For pure study I am trying to scrap this site: https://it.indeed.com/.
In the code I show you I try to get the titles of the ads. The scraping happens correctly, the problem is that at each run it gives different results. As you can see I try to navigate through the pages in order to get the rest of the results.
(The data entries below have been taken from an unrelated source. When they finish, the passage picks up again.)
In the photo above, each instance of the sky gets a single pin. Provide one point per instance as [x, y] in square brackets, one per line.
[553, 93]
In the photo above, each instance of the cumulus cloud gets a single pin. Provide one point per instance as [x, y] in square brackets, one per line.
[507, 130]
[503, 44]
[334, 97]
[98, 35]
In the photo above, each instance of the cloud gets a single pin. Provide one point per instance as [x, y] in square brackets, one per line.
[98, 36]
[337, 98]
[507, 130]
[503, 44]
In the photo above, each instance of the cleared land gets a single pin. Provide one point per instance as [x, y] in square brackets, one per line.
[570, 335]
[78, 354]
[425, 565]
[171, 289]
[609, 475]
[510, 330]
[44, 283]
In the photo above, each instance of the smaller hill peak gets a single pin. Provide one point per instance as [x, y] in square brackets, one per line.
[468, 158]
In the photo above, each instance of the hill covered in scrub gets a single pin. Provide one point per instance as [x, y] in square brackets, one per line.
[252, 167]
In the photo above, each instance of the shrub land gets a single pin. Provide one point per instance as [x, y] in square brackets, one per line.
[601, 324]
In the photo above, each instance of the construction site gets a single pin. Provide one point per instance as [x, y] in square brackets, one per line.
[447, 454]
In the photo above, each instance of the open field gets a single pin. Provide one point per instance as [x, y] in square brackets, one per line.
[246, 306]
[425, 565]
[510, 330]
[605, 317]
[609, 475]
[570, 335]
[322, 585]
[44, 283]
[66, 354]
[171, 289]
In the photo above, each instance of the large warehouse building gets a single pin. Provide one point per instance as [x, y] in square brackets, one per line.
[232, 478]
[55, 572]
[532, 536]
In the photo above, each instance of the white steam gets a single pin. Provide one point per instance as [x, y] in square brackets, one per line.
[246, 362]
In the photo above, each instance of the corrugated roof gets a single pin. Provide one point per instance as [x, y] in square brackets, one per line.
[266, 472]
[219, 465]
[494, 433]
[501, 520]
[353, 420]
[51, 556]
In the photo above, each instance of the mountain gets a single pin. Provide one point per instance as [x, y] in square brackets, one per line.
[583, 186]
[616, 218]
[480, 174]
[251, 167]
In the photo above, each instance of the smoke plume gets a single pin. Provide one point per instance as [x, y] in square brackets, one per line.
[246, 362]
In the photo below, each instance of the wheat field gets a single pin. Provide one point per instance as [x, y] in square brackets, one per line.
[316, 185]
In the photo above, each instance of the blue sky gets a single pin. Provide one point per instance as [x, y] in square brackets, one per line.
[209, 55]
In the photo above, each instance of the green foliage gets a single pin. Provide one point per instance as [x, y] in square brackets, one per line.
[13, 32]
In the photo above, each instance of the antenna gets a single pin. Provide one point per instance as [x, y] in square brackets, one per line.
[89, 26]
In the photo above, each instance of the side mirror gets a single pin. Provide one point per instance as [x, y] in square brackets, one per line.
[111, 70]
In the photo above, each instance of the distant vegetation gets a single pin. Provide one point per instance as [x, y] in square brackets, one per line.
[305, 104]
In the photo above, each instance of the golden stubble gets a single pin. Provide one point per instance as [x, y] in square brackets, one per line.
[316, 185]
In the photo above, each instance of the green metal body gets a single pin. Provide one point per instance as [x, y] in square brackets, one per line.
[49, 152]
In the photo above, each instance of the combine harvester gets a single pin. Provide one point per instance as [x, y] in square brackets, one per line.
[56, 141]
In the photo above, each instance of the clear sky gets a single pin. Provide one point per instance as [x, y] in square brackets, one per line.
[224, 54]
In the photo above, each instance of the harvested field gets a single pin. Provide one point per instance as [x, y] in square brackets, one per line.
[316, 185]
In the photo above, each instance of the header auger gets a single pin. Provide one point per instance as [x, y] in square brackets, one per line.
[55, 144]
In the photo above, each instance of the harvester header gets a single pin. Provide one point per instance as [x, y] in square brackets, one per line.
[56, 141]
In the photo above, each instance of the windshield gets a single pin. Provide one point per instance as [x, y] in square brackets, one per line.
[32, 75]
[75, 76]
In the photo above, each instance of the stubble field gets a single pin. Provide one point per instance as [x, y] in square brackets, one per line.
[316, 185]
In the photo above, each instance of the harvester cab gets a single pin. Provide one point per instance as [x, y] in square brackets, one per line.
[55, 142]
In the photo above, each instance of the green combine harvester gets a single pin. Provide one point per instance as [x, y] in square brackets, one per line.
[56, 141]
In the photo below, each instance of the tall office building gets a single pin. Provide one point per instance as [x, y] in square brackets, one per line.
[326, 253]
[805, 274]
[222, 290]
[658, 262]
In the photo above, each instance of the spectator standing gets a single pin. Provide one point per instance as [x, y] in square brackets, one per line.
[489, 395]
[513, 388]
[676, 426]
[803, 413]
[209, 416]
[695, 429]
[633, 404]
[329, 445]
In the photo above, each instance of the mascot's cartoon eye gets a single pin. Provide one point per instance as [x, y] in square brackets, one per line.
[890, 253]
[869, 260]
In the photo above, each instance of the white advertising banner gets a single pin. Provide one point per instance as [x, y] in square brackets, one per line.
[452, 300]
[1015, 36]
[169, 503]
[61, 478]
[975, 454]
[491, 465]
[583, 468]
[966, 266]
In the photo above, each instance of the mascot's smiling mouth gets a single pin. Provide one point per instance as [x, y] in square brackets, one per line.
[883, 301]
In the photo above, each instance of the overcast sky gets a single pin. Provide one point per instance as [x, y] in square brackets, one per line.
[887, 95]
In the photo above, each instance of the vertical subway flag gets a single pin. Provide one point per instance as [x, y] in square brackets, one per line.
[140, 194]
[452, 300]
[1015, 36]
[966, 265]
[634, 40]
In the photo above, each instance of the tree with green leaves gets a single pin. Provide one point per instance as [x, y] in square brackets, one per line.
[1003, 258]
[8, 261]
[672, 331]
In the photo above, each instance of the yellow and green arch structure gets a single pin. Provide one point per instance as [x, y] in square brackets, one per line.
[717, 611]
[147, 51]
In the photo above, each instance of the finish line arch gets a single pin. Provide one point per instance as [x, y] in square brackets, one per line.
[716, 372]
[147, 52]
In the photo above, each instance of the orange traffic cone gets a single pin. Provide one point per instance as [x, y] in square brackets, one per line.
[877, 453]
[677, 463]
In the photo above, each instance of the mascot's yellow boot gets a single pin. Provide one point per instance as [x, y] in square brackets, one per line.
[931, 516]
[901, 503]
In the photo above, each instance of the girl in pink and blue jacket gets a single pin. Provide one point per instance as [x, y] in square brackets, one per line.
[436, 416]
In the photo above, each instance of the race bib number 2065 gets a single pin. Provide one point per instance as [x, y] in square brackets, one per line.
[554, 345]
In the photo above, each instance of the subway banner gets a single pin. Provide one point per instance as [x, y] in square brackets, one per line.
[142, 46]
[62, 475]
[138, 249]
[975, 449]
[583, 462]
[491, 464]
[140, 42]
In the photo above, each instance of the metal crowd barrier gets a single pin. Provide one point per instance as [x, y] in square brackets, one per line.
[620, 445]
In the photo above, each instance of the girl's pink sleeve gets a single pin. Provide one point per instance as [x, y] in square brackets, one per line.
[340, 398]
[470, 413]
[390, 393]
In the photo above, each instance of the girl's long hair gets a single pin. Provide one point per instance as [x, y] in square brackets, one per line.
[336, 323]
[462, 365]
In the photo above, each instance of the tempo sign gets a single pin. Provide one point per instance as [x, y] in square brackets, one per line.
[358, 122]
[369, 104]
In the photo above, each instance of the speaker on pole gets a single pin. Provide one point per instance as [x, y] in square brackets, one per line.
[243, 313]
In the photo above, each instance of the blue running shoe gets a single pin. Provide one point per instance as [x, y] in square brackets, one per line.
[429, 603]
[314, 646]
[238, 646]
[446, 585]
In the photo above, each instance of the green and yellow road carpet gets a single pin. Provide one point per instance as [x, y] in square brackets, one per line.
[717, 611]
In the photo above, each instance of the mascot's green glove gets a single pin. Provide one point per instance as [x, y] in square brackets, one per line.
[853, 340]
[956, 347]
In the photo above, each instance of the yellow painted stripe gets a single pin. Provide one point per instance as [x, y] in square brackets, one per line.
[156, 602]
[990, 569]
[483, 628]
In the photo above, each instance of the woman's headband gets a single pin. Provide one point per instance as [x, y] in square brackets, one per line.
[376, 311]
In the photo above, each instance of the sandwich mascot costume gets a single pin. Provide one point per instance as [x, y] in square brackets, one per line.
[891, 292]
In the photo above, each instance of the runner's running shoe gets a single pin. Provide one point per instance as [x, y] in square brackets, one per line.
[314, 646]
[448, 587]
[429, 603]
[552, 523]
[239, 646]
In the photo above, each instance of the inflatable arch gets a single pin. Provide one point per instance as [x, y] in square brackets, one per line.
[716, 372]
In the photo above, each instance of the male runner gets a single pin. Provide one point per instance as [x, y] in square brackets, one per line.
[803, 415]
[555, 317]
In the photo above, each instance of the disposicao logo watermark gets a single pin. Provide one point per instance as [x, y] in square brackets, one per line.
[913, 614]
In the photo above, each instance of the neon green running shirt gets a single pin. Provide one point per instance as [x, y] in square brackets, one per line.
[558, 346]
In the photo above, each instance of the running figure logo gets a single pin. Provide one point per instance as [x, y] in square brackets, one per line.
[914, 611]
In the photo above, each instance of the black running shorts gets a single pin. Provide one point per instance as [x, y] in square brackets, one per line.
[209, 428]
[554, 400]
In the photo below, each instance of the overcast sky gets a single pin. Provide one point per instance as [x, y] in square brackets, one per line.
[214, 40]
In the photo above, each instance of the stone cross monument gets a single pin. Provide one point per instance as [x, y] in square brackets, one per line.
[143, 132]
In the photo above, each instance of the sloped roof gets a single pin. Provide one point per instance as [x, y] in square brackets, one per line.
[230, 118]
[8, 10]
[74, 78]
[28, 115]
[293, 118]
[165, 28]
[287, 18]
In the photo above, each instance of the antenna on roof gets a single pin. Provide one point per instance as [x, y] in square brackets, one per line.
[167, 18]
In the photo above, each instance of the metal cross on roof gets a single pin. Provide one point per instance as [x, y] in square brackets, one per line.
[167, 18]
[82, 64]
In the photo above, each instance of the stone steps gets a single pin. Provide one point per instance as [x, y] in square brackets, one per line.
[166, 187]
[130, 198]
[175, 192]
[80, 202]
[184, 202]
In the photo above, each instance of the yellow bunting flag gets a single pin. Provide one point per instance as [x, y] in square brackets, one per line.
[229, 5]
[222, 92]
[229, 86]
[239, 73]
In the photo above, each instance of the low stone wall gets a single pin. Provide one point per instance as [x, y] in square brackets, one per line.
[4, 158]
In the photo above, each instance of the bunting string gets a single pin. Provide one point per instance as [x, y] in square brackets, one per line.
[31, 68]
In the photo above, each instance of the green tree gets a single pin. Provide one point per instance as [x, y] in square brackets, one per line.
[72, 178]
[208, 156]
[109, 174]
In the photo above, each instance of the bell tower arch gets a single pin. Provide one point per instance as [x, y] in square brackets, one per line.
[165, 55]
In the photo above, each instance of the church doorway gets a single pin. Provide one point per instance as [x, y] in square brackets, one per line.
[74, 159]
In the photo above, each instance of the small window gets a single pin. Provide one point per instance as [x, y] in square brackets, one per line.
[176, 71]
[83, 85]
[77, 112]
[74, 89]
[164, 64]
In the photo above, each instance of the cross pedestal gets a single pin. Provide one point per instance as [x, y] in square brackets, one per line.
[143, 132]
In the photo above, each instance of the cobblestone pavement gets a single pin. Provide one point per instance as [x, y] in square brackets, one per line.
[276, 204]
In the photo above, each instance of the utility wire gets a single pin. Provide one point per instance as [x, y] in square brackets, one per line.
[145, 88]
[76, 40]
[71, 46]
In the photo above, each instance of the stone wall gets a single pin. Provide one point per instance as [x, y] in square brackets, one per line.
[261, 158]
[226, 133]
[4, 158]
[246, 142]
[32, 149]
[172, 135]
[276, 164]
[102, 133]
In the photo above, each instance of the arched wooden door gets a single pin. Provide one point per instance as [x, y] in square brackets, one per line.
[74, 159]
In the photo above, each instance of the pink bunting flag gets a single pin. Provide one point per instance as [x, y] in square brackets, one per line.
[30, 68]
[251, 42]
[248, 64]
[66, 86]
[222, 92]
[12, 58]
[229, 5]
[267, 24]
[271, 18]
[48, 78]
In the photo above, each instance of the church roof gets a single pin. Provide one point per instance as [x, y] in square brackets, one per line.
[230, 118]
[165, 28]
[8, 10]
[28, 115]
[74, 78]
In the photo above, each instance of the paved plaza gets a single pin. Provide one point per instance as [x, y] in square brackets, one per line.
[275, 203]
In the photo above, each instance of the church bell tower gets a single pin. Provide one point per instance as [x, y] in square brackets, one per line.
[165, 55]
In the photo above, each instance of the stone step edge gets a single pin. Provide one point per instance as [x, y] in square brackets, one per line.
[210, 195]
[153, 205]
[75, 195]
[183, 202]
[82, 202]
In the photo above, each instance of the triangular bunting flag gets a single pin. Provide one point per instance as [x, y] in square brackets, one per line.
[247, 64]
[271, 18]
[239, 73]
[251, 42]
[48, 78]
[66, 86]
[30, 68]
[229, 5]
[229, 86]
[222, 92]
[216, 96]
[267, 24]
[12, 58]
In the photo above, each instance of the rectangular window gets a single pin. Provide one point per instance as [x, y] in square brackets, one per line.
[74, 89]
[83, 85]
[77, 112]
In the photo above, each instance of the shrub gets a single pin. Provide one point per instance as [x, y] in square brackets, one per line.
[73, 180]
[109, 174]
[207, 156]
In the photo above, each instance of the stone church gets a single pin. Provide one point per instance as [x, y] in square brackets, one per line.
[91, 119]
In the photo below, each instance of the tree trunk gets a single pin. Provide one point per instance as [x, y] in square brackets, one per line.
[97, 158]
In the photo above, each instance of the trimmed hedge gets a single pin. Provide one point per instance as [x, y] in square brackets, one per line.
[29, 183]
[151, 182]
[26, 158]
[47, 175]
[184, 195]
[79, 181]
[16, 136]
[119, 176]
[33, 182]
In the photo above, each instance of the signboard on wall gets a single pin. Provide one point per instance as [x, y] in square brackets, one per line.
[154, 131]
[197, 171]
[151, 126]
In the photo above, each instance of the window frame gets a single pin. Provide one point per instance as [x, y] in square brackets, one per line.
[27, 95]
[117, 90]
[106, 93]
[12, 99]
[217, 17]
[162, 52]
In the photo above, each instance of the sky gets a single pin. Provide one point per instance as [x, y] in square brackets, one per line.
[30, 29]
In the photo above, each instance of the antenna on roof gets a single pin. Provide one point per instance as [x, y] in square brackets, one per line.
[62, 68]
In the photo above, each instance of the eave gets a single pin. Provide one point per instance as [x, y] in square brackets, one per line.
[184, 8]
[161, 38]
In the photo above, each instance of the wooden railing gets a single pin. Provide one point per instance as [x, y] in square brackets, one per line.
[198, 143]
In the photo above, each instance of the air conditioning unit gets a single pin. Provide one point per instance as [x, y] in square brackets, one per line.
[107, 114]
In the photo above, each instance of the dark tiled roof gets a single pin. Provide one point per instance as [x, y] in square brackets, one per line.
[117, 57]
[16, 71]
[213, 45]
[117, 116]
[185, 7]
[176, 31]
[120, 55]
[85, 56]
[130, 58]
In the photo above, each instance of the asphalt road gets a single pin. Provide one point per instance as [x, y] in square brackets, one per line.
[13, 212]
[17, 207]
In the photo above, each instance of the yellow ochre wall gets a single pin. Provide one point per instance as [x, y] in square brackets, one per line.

Sometimes I scan 3 pages, sometimes 1, sometimes none.
This is the script:
<?php
require 'vendor/autoload.php';
use GuzzleHttpClient;
$httpClient = new Client();
$headers = [
'headers' => [
'User-Agent' => 'Mozilla/5.0 (Windows NT 10.0; Win64; x64) AppleWebKit/537.36 (KHTML, like Gecko) Chrome/62.0.3202.94 Safari/537.36',
'Accept' => 'text/html,application/xhtml+xml,application/xml;q=0.9,image/webp,image/apng,*/*;q=0.8',
'Connection' => 'keep-alive',
'Accept-Language' => 'en-US,en;q=0.9,lt;q=0.8,et;q=0.7,de;q=0.6',
],
];
$rootUrl = 'https://it.indeed.com/';
$url = $rootUrl . 'jobs?q=artistico&vjk=21eb3c13ddabd151';
$numPage = "";
while($url) {
$response = $httpClient->get($url, $headers);
$htmlString = (string) $response->getBody();
libxml_use_internal_errors(true);
$doc = new DOMDocument();
$doc->loadHTML($htmlString);
$xpath = new DOMXPath($doc);
// get current page
$currentPageElement = $xpath->query('//a[@data-testid="pagination-page-current"]')->item(0);
if ($currentPageElement) {
$numPage = $currentPageElement->textContent;
echo "<br> -------- PAGE - ". $currentPageElement->textContent ." -------- <br>";
} else {
echo "<br> -------- PAGE - NULL -------- <br>";
}
// get title job
$jobTitleElements = $xpath->query('//h2[contains(@class, "jobTitle")]//a//span');
foreach ($jobTitleElements as $element) {
echo $element->textContent . PHP_EOL . "<br>";
}
$nextPageLinkNode = $xpath->query('//a[@aria-label="Next Page"]')->item(0);
$nextPageLink = $nextPageLinkNode ? $rootUrl . $nextPageLinkNode->getAttribute('href') : null;
// stop while if link not exist
if (!$nextPageLink) {
break;
}
echo $nextPageLink;
$url = $nextPageLink;
}
?>
As indicated earlier, each time start provides a different number of results. What can this depend on?